If you don't understand how this works, get into a car with a manual and try driving using only third gear. Thing is, our favorite automakers like Ferrari and Porsche have all but made double clutch transmissions (DCTs) standard on every car to yield performance benefits. So how are you going to know anything about how your favorite cars work if you cannot understand the DCT? Better start somehow. To lean the DCT, one should know the basics about a regular transmission. Luckily this is a heavily abridged explanation. The engine's power is sent out from the flywheel to a clutch in the case of a manual transmission and from a flex plate to a torque converter in the case of an automatic.

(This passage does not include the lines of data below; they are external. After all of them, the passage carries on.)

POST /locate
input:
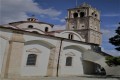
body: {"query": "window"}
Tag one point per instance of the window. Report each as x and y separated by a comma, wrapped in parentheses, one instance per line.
(30, 26)
(69, 61)
(75, 15)
(46, 29)
(70, 36)
(31, 60)
(82, 14)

The clutch and torque converter both send the engine's power into the transmission, which gets manipulated by the gears to ensure that proper amounts of torque and speed are sent through the output, which ends up at the wheels. When shifting gears, there must be an interruption in power because on both types of transmissions, all of the gears lie on one input shaft and must pause to disengage old gears and reengage new ones. A double-clutch transmission works so fast because it splits the gears into two different input shafts, hence the "double clutch" part. How does this fit onto one flywheel? Think of one clutch as a ring and the second one as a coin, or a circle surrounding a dot to make it easy.

To fit on the single flywheel, the coin lies within the edge of the ring, (i.e. circle surrounding dot). When the coin is contacting the flywheel, the ring is pulled back and the selected gear on the coin's input shaft is active. When the driver changes gear, the coin retracts and the ring instantly gets pushed into the flywheel. Contact between the ring and the flywheel allows the engine's power to flow to the selected gear on the ring's input shaft. Using this analogy on a six-speed transmission, we can say that all of the odd gears (1, 3, and 5) are on the coin's input shaft while the even, (2, 4, and 6) are on the ring's. When starting off, the coin is engaged in first gear.

When the gear is changed, the coin quickly retracts and the ring slams into place with second gear already selected. This entire process takes between 20-60 milliseconds in any new Ferrari you can buy. When you take into account that the human eye takes 300-400 milliseconds to blink, you start to see just how instantaneous this process really is. This is what makes shifts on new Ferraris sound more like cracks of a whip than gears changing their places. But that's only one added bonus, with the other obvious one being faster lap times, tenths of seconds shaved off of acceleration times, and the badass feel of shifting through paddles.